From ever your affectionate,
FANNY.
P.S. Do you think that impudent shopman really saw us?
April 27th. Letter from Uncle R. Threatens to mew me up in Cornwall if I laze about here. There are two sides to that question, sweet guardian! Last night I dreamed vividly of the old house. I have not seen it for thirteen years. I was looking in by the iron gates and saw Mother in a shawl walking in the garden. And there was a fire burning in the dining-room, the flames were shining in the window. And then, just as Mother looked up, the dream went out – as if Morpheus had taken the light away. There is a tinge of melancholy in old things. I feel as if I were a traitor in having quite forgotten it all. I shall go down one afternoon and revive the dead past. My memory seems haunted now. Of course this is nonsense, and it is just thought-connection. Letter from Fanny. So Madam did espy us over our banquet. She puts me in mind of a gooseberry that has spent all its sweetness on its size. Some men have no vocation to be a husband. The intellectual life is highest. Well, I suppose I shall be a
maudlin old greybeard in time. We all come to it if we are such fools as to live long enough. New coat and trousers came home; shall send latter back tomorrow; very bad fit.
Fanny, I gently muse of thee
In midnight Solitude,
The memory of thy melting orb
Is like a beatitude.
And oft the breezes waft thy name
Unto my wakeful sense;
Thy loving heart were all my Fame
And all my recompence.
To bed!
April 28th. Warm. Sent clothes back. Nil.

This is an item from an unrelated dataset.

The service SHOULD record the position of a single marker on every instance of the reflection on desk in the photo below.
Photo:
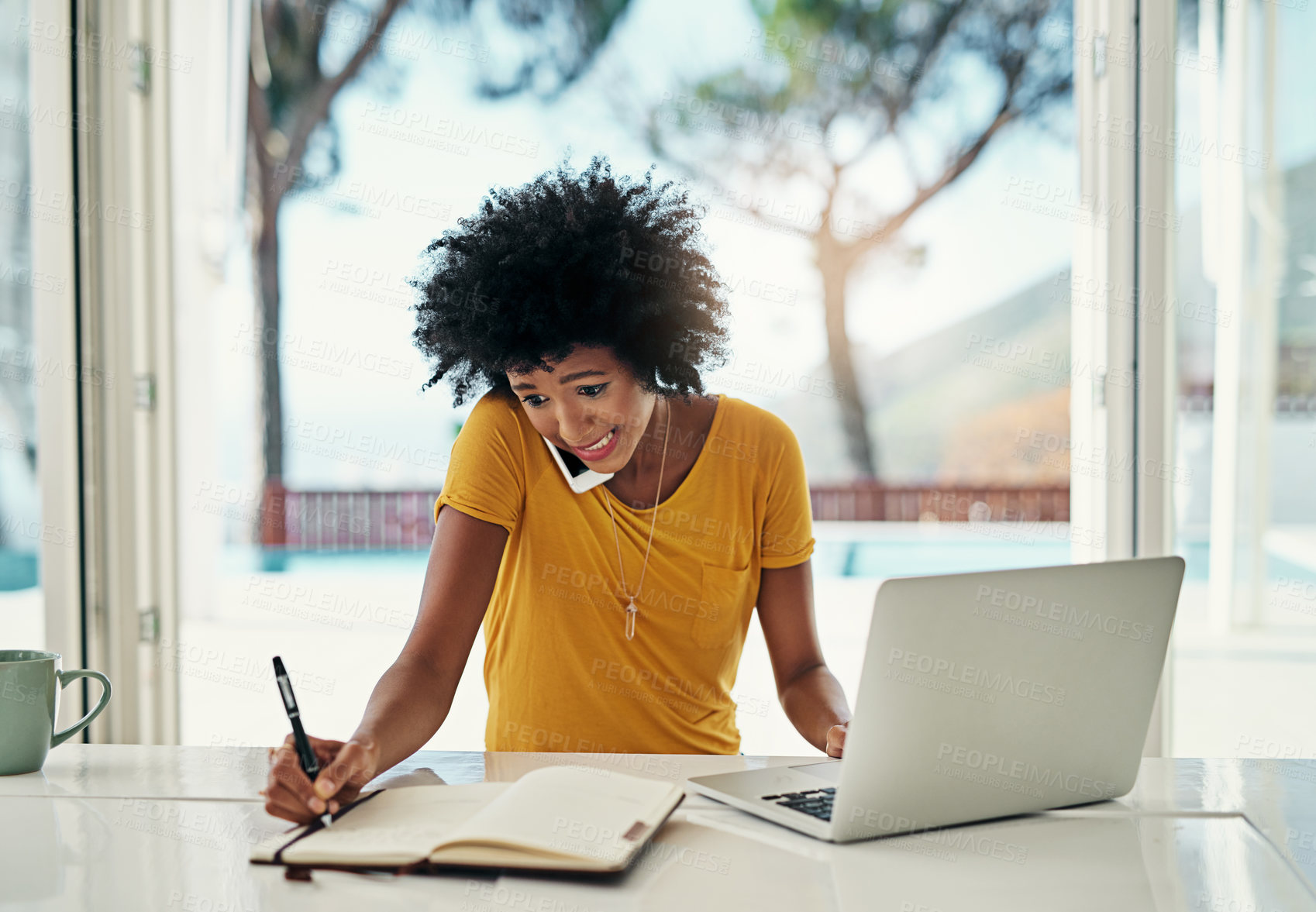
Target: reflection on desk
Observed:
(170, 828)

April 29th. The Scarlet Lady!!! I started off about 2 o.c. And there, as if all these years it had been preserved under a glass case, was the old place. I dawdled slowly up the narrow street. There in the sawdust sprawled the same narrow curly retriever dog (or a grandson); there in ‘gilty’ row stood the same shabby dusty books in the ‘Library’, and there the same old Mrs Perks (now in the apple-dumpling stage, with silvering hair) peering between the illuminated texts. But everything seemed so curiously small. I seemed to myself a kind of Werther, or for that matter, a Rip van Winkle. Not a soul recognized me. But I enjoyed the secrecy of the thing. On I went, and at the hilltop under the chestnut trees burst out upon the heath. And like the effeminate ass I am, I had to blink to keep from crying.